Cab Calloway’s
Legacy of Swing

Chris Calloway - Vocalist  
Chester Whitmore -   Dancer             
  Charon Aldredge - Dancer

Lafayette Harris Jr.
leading the 
Hi-De-Ho Orchestra
  Hi-De-Ho Orchestra  

 Trumpets                        Saxophones
  Bobby Burns                        Barry Bergstrom	
Eric Wright                          Frank Fontaine
Gerhard Cernek                       Corey Hogan
                                        Alex Harding	    	 	 	
    Trombones	                  Rhythm Section
  Wendell Kelly	                      Ida Bodin, bass
        John Lampkins	                Raymond Pound, drums

Cab Calloway
(1907 - 1994)
The "King of Hi-De-Ho," Cab Calloway began his entertainment career in law school. His sister, Blanche Calloway, famous in her own right as the first female big band leader of an all-male band, was instrumental in launching his career. She was a successful entertainer while Calloway was in high school. To make ends meet in law school, Calloway began moonlighting at a nightclub, first as an emcee and later as a vocal entertainer. At a Southside club, he met Louis Armstrong and eventually became the featured vocalist with the Alabamians, considered at the time to contain some of the best musicians of the period. In 1928, Calloway took over the leadership of the orchestra and after a successful run, found himeself in New York.
Soon after arriving in New York, Calloway landed a role in the Broadway show Connie's Hot Chocolates and began singing with the Missourians at the Cotton Club, Harlem's premiere nightspot, while subbing for the Ellington Orchestra. The attention the radio broadcasts brought him, coupled with the potential noticed by the owner of the Cotton Club, was enough to land Cab Calloway and the Missourians as the Cotton Club Band, replacing Duke Ellington, and launching Cab Calloway into stardom.
Famous for his showmanship and surrounded by great musicians, Calloway continued to perform throughout the 1940s, when his band included such legendary names as Jonah Johns, Russel Smith, Dizzie Gillespie, Lammar Wright, Cozy Cole, "Foots" Thomas, Tyree Glenn and Quentin Jackson. Later bands included Ben Webster and Chu Berry. In 1943, critic Barry Ulanov wrote, "How many people realize what a great band Calloway is leading right now, a band extraordinary in every aspect, in its clean musicianship, its jazz kicks and its brilliant showmanship. Here's one of the magnificent bands of our time!"
Calloway also sponsored radio shows featuring himself and his Hepster's Dictionary of Jive Talk. If a full career as a bandleader was not enough, Calloway was also prominently featured in the Big Broadcast motion picture series, which began in 1932. He appeared in a Jolson film The Singing Kid and played a part in Stormy Weather and Sensations.
Calloway gave up his bandleading career in the early 1950s to concentrate on musicals with occasional appearances on television. In the mid-1940s, he had a feature role in Porgy and Bess and toured the United States and Europe with the show. He finished up his film career with a part in the 1980 hit film The Blues Brothers, where he reprised his famous role of Minnie the Moocher. Calloway resumed his bandleading and orchestral appearances and was busy working almost to the end of his life; he died in 1994. Throughout his long career, the King of Hi-De-Ho never lost his charisma or energy.
Chris Calloway, vocalist. Singer/actress Chris Calloway is heir to an American musical legacy. Her father, Cab Calloway, was a world-famous legend with his unique big band sound and his skatty style of flamboyant jazz.
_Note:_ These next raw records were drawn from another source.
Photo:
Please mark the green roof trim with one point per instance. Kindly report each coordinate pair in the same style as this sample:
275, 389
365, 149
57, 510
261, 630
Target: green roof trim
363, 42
The honoring of this rich and enduring musical tradition is the concept and heart of Calloway's current performance project, Cab Calloway's Legacy of Swing.
Calloway's career began on The Ed Sullivan Show with an introduction to the world by her dad some 30 years ago. Calloway spent many years performing with her father and his Hi-De-Ho Orchestra; together, as a father-daughter team, they toured the United States, Europe, South America, Japan and Australia. From her humble beginnings as a singing hat-check girl at New York's Improvisation, the Catskills Mountains circuit and a brief stint with the Lionel Hampton Orchestra, her Broadway career began with the acclaimed all-black production of Hello Dolly!, starring Pearl Bailey and Cab Calloway, followed by a significant nine-month tour with the musical review Eubie, and then on to Hollywood, where she hosted her own talk radio and music shows.
Erwin Washington, coordinator/director and co-writer of the Cab Calloway's Legacy of Swing, comes to the project as the co-founder and executive director of the Lula Washington Dance Theatre.
Lula Washington, founder and director of the Lula Washington Dance Theatre, has provided special choreography for Cab Calloway's Legacy of Swing.